A local predictive-harmonization audit was run to test train-only ComBat parameterization; the current pycombat implementation failed at train-fit/test-transform stage because test batches did not match fit-time category requirements. This supports retaining ComBat as a sensitivity-only arm until a strict train-only harmonization alternative is integrated.

6. Limitations

This study still uses two cohorts and moderate sample sizes. Main benchmark null estimation uses 100 permutations per setting; we therefore include explicit 1000-permutation stability checks for a representative DE-1000 setting. External prospective validation and additional harmonization strategies with strict train-only parameterization remain future work.

7. Conclusion

A reproducible leakage-safe evaluation pipeline on open AD blood transcriptomic cohorts shows stable target-domain signal above chance, with transfer gains that are conditional on direction and feature policy. Consistent null definitions and explicit sensitivity analyses improve interpretability and reduce claim inflation in cross-cohort settings.

8. Reproducibility

Code and artifacts: https://github.com/githubbermoon/bio-paper-track-open-phasea

Run sequence:

1. python src/ingest/fetch_ampad_open_subset.py
2. python src/train/run_open_phaseA_benchmark.py
3. python src/eval/compute_open_phaseA_bootstrap.py
4. python src/eval/model_family_sensitivity.py
5. python src/eval/null_stability_check.py

Core outputs:

• outputs/metrics/open_phaseA_main_results.csv
• outputs/metrics/open_phaseA_predictions.csv
• outputs/stats/open_phaseA_null_distribution.csv
• outputs/stats/open_phaseA_auroc_ci.csv
• outputs/stats/open_phaseA_paired_tests.csv
• outputs/stats/open_phaseA_model_family_sensitivity.csv
• outputs/stats/open_phaseA_null_stability_de1000_perm1000.csv
• outputs/stats/open_phaseA_stats.json
• outputs/open_phaseA_data_manifest.json

References

[1] NCBI GEO, “GSE63060.” https://www.ncbi.nlm.nih.gov/geo/query/acc.cgi?acc=GSE63060

[2] NCBI GEO, “GSE63061.” https://www.ncbi.nlm.nih.gov/geo/query/acc.cgi?acc=GSE63061

[3] AD Knowledge Portal, “Agora.” https://agora.adknowledgeportal.org/

[4] AD Knowledge Portal API, “Nominated genes endpoint.” https://agora.adknowledgeportal.org/api/v1/genes/nominated

[5] B. Efron and R. J. Tibshirani, An Introduction to the Bootstrap. Chapman & Hall/CRC, 1993.

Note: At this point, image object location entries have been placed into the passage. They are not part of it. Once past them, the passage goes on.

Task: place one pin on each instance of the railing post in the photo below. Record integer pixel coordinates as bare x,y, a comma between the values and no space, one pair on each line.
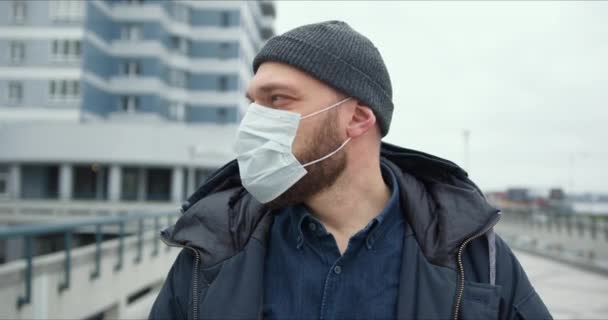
121,240
156,236
606,228
98,239
593,227
169,222
67,267
26,299
140,240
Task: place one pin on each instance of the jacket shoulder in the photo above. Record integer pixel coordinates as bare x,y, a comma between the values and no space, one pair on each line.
519,299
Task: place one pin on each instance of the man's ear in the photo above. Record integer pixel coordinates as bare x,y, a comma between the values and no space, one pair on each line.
362,120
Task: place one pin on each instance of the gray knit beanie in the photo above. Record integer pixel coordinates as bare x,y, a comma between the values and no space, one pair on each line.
341,57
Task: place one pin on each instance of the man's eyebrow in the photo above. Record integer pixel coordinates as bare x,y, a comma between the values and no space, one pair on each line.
269,87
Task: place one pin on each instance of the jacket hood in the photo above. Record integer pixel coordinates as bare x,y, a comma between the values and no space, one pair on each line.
442,205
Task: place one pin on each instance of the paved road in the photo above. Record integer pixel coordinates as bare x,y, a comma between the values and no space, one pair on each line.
568,292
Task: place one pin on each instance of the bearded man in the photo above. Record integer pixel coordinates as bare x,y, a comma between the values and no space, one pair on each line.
317,218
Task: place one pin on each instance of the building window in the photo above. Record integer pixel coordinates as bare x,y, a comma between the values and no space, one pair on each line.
130,183
17,51
222,83
15,92
224,50
130,69
177,111
61,90
130,32
181,45
19,11
225,19
178,78
222,115
66,10
180,13
66,50
129,104
3,181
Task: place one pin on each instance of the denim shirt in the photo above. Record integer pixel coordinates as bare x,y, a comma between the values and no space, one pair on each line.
305,277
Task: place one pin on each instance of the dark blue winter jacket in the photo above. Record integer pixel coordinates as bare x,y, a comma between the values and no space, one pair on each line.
456,268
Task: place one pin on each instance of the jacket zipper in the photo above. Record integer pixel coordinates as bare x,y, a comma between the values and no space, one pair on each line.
194,276
461,266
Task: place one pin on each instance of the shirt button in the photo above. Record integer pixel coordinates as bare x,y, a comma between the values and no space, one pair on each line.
312,226
337,269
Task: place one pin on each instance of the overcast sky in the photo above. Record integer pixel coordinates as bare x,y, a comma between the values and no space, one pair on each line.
529,80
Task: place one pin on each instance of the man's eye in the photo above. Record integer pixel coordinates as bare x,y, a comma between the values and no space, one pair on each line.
274,98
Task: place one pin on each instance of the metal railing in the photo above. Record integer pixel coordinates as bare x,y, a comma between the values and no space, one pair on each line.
576,238
571,224
30,232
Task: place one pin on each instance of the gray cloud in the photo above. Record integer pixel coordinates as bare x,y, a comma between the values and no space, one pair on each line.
528,79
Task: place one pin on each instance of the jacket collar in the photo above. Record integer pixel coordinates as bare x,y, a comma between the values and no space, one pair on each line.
441,204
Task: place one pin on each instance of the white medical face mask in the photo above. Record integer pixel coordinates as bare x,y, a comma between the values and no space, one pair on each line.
264,139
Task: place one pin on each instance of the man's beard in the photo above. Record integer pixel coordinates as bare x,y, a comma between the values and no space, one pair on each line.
321,175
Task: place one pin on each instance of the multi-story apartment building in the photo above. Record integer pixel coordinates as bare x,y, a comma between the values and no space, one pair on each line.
149,91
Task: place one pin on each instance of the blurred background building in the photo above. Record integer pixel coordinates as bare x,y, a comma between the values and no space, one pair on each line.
111,108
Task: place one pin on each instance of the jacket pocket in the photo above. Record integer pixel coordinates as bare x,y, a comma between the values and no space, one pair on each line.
480,301
532,308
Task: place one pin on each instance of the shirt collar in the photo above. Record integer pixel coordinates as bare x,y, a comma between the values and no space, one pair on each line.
299,214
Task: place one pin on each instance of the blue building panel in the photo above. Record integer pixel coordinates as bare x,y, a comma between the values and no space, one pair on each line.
105,65
211,114
100,24
214,18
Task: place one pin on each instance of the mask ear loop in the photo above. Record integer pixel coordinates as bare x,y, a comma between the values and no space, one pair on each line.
329,155
325,109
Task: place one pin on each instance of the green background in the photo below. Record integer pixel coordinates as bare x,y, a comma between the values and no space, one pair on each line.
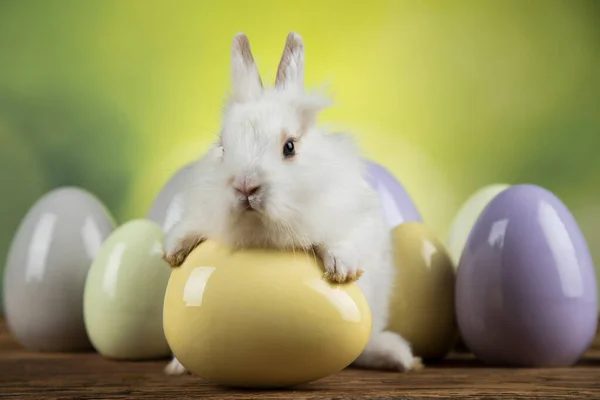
115,96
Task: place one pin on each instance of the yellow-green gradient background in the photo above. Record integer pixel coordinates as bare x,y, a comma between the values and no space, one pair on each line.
115,96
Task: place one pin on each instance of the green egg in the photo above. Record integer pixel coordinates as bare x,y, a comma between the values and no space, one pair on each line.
124,294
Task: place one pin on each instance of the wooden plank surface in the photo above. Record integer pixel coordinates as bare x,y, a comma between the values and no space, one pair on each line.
27,375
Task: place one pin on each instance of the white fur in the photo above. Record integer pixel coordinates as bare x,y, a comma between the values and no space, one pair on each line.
317,200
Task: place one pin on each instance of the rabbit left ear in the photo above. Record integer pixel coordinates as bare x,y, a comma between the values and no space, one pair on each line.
290,73
246,81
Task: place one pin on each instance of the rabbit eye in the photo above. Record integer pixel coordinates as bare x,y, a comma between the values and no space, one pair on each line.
289,150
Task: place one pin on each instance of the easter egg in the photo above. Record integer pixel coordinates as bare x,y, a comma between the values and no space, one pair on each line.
397,204
422,302
124,294
526,288
466,217
47,265
168,205
261,318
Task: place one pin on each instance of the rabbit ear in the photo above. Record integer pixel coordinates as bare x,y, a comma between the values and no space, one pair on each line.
290,72
246,81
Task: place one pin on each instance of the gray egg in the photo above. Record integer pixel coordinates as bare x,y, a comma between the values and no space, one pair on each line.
168,205
47,265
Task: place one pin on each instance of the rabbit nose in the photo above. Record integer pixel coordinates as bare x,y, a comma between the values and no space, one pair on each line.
247,189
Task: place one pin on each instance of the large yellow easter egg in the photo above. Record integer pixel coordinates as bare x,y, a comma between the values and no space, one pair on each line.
261,318
422,303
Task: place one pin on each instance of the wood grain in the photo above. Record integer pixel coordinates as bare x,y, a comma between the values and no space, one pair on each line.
27,375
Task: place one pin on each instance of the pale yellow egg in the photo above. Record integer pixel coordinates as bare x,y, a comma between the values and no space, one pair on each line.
260,318
422,302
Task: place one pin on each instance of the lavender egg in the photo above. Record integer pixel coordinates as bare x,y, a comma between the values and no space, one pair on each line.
526,288
397,204
167,208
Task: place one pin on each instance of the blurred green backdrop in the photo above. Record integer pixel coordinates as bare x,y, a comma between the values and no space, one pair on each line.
115,96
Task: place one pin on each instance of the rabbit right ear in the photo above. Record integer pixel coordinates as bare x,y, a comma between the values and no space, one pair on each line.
246,81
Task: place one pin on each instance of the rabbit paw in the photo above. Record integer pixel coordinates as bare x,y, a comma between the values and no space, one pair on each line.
177,253
337,270
175,368
389,351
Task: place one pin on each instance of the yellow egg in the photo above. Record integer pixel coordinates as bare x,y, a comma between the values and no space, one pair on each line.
422,303
259,318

[6] Y. Benjamini and Y. Hochberg, “Controlling the false discovery rate: a practical and powerful approach to multiple testing,” JRSS-B, 57(1):289-300, 1995. doi:10.1111/j.2517-6161.1995.tb02031.x.

[7] W. E. Johnson, C. Li, and A. Rabinovic, “Adjusting batch effects in microarray expression data using empirical Bayes methods,” Biostatistics, 8(1):118-127, 2007. doi:10.1093/biostatistics/kxj037.

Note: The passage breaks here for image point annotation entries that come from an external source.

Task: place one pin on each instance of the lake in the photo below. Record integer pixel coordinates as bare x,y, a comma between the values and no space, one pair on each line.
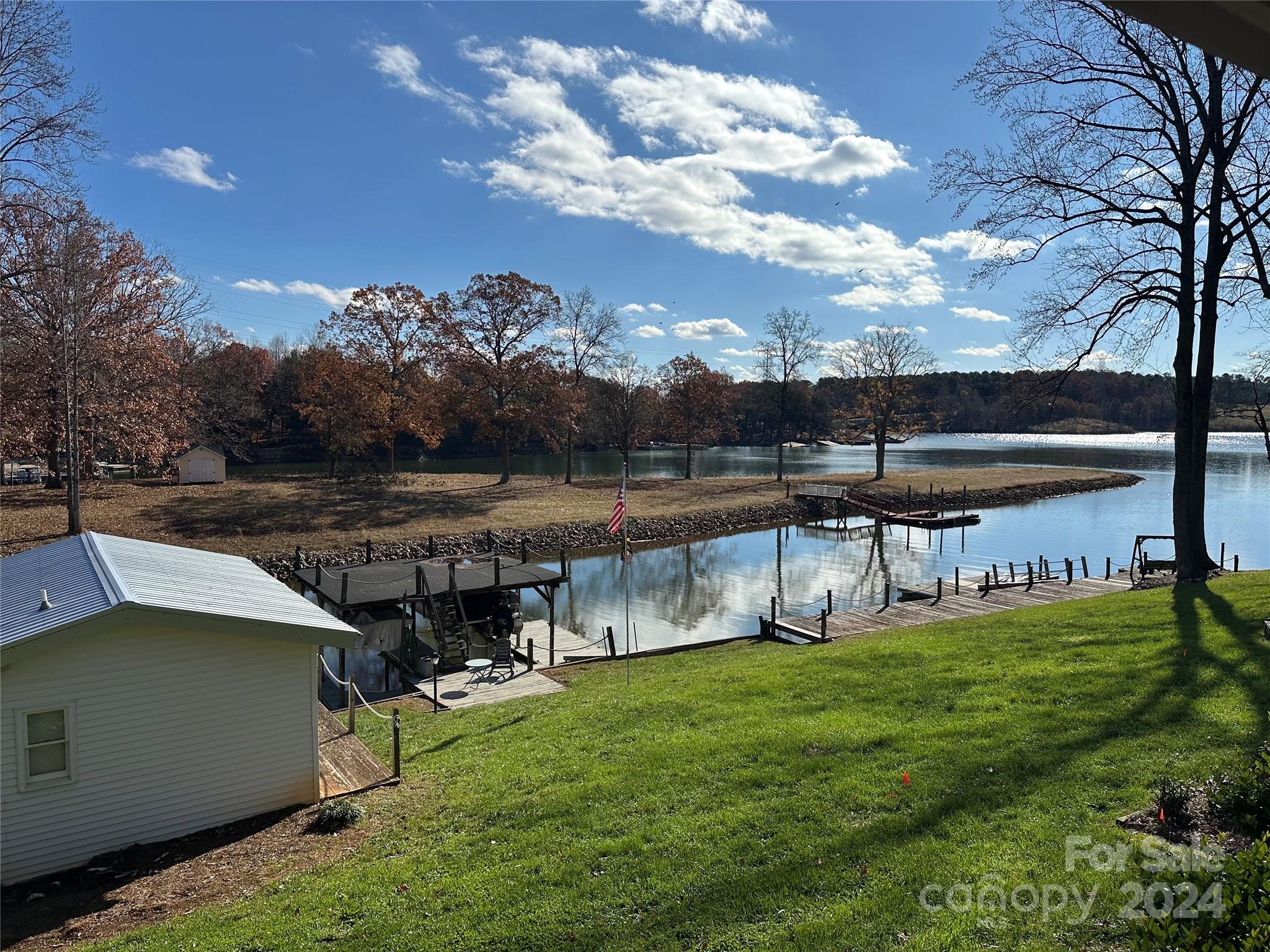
717,587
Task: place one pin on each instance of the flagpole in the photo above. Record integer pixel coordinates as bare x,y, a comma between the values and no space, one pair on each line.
626,571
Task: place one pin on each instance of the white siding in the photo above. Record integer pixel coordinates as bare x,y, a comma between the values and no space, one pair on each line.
174,733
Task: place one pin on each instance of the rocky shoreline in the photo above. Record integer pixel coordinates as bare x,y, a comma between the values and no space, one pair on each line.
592,535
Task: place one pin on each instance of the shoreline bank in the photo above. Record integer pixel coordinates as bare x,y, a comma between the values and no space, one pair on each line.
585,535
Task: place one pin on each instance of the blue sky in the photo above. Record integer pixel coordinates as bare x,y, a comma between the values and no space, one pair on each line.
704,156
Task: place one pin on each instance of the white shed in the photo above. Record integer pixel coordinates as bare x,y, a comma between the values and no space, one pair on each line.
201,464
149,691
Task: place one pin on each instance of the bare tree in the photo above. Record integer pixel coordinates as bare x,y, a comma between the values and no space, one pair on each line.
879,368
587,333
790,345
625,403
510,386
1140,167
45,125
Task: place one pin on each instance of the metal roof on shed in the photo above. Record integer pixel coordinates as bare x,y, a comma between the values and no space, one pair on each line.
92,574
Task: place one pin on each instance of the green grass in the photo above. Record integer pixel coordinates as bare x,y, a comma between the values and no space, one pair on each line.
751,796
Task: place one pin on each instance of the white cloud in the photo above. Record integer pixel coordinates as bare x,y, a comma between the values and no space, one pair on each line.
260,284
978,314
975,244
706,329
920,289
399,66
332,298
460,170
722,19
184,164
984,351
721,130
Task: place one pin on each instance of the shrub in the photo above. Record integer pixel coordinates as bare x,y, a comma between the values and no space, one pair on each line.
334,815
1241,923
1174,799
1242,799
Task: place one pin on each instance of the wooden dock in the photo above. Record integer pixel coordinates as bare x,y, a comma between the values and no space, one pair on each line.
969,603
345,763
855,499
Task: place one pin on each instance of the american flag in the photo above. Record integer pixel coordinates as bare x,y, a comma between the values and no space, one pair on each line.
615,523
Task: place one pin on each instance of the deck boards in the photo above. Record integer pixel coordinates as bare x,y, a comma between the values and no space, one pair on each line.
966,604
345,763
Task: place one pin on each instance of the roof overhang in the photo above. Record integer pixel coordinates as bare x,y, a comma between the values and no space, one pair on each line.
1235,30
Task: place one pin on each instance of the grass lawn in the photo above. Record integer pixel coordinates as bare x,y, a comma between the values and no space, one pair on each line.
266,516
751,796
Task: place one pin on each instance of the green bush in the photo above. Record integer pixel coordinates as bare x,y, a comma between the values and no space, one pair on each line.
334,815
1241,923
1242,799
1174,799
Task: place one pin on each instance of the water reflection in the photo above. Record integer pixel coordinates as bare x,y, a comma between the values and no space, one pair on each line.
704,589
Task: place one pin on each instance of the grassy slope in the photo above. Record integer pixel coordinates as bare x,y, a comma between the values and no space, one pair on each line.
267,516
751,796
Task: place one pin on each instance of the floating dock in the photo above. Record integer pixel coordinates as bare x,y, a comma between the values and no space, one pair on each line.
851,498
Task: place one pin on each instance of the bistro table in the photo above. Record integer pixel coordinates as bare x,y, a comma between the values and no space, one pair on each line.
477,668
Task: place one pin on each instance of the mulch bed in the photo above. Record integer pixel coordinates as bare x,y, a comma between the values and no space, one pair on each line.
153,883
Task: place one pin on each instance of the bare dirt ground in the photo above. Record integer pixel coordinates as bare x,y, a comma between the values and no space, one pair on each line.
150,884
255,517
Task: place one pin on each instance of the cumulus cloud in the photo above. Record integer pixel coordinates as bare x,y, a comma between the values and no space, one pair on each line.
332,298
722,19
265,287
706,329
975,244
719,130
460,170
401,70
978,314
184,164
997,351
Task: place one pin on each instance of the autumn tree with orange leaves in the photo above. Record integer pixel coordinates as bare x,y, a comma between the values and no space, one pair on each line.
696,404
88,319
389,332
505,382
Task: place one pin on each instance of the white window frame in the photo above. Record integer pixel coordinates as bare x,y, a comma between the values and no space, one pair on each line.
45,780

[8] G. K. Smyth, “Linear models and empirical bayes methods for assessing differential expression in microarray experiments,” Stat Appl Genet Mol Biol, 3:Article3, 2004. doi:10.2202/1544-6115.1027.

[9] C. Cortes and V. Vapnik, “Support-vector networks,” Machine Learning, 20:273-297, 1995. doi:10.1007/BF00994018.

[10] L. Breiman, “Random forests,” Machine Learning, 45:5-32, 2001. doi:10.1023/A:1010933404324.

[11] H. Lei et al., “Alzheimer's disease prediction using deep learning and XAI based interpretable feature selection from blood gene expression data,” Scientific Reports, 2026. PMID: 41667529.

[12] M. Altab et al., “A machine learning-enabled blood transcriptomic signature for digital diagnosis and subtyping of Alzheimer's disease,” npj Digital Medicine, 2026. PMID: 41491414.

[13] S. Kumar et al., “An integrative multiomics random forest framework for robust biomarker discovery,” GigaScience, 2026. PMID: 41363728.